I learned that most energy is radiated by the antenna by the high-current parts of the antenna. With a resonant dipole these are the center-parts. So I didn't want to put the coils at the feeding point, but somewhere halfway each of the legs of the dipole.

Also I don't like solder-joints or bolted joints in an antenna if I can avoid them. Joints and years of rainy weather (as we sometimes have here in Holland) always cause trouble and require rigourous measures for making everything weatherproof.

I ended up with a design where I use one continuous wire for the antenna and the loading coils.


For the coils I took a short piece of 32mm PVC tube. I screwed in two parker-screws over which the antennawire is bent and then coiled 17 turns around the PVC-tube. Finally the wire is bent around a second parker-screw and continues as antenna wire. Two tire-wraps are used to fixate the wire on the tube.

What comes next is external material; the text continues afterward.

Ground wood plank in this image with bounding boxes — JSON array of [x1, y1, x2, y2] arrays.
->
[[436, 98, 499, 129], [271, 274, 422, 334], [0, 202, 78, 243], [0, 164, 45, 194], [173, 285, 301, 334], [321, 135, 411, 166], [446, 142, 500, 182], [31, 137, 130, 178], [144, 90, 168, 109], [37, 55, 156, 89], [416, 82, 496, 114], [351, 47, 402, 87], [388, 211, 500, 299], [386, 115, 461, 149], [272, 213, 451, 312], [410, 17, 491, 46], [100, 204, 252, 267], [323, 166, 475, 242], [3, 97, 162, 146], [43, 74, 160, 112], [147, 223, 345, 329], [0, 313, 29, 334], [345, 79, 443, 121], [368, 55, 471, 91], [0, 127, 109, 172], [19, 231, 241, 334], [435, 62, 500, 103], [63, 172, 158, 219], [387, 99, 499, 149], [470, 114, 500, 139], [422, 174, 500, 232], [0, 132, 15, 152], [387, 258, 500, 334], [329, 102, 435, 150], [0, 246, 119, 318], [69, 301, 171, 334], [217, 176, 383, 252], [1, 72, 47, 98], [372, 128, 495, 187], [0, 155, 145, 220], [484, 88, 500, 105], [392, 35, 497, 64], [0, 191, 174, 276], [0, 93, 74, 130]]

Tuning the dipole required a trial-and-error method using a MFJ 259 antenna-analyser or the like. I ended up with dipole legs of .. meters each, with loading coils of 17 turns at 2 meters from the center. Fine tuning is done by trimming the dipole ends.


The result is presented as the output measured with my mini antenna analyser.


This antenna gave me good contacts both inside and outside Europe, as far as the Galapagos Islands, Antarctica and New Zealand.